Ziomkowie co roku w Wyśmierzycach czczą jego pamięć.
Pieczołowicie dbają o to proboszcz ks. Robert Sionek oraz miejscowe władze. Ks. Franciszek Rosłaniec urodził się w Wyśmierzycach w 1889 r. Tutaj rozpoczął naukę. Potem kształcił się w Sandomierzu i Rzymie. Był wykładowcą Biblii i członkiem władz uczelni na Uniwersytecie Warszawskim. Aresztowany przez hitlerowców, osadzony w obozie koncentracyjnym w Dachau, poniósł śmierć męczeńską na początku 1942 r. W czerwcu 1999 r. beatyfikował go papież Jan Paweł II w gronie 108 męczenników II wojny światowej. Parafianie przed świątynią ufundowali pomnik swojego krajana.
Przed nim w kolejne rocznice beatyfikacji składają wieńce i wiązanki kwiatów.
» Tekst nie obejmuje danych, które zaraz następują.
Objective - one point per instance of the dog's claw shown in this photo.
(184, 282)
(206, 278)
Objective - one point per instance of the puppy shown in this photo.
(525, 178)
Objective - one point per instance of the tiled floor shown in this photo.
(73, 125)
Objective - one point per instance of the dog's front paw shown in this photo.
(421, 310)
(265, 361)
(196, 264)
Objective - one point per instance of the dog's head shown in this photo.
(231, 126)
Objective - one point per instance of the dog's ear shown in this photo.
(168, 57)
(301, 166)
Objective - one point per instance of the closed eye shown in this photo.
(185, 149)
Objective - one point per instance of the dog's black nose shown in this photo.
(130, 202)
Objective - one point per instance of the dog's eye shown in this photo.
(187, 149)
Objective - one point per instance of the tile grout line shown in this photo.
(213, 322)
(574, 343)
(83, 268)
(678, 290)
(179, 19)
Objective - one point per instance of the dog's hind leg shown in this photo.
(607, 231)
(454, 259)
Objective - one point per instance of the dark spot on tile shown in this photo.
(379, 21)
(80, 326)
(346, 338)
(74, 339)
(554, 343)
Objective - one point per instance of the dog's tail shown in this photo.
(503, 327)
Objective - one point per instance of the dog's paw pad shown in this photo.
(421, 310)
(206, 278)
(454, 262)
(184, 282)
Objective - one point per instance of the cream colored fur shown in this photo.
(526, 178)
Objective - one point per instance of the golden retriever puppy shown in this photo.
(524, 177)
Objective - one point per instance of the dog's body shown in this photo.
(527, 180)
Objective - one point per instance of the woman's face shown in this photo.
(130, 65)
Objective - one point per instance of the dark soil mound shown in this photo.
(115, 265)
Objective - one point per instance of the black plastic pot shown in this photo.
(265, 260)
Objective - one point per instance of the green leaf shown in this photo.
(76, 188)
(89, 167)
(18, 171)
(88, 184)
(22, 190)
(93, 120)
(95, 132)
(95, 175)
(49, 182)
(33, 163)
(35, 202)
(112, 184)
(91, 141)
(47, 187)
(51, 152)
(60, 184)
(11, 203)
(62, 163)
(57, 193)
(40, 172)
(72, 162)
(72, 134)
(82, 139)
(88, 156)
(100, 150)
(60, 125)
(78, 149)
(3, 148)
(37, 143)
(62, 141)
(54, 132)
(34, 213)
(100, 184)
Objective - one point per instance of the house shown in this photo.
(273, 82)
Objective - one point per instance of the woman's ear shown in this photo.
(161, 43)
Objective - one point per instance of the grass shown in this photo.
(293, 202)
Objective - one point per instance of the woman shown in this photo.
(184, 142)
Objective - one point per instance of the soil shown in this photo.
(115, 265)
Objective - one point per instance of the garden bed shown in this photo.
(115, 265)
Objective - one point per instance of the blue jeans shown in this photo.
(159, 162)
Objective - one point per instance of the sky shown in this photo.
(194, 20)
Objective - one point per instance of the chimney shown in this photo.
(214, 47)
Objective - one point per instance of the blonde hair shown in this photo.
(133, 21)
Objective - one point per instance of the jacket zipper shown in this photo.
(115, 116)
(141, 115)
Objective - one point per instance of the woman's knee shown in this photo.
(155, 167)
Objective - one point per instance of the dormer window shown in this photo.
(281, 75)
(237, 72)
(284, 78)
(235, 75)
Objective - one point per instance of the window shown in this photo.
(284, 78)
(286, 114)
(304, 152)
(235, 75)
Dopełnieniem obchodów jest parafialny festyn, który ma integrować miejscową wspólnotę. – W naszym rocznicowym obchodzie chcemy łączyć pamięć o przeszłości z tym, co ma nas budować dzisiaj. W tym wzorem pozostaje dla nas nasz rodak ks. Franciszek – mówi Władysław Jasiński, burmistrz najmniejszego miasta w Polsce.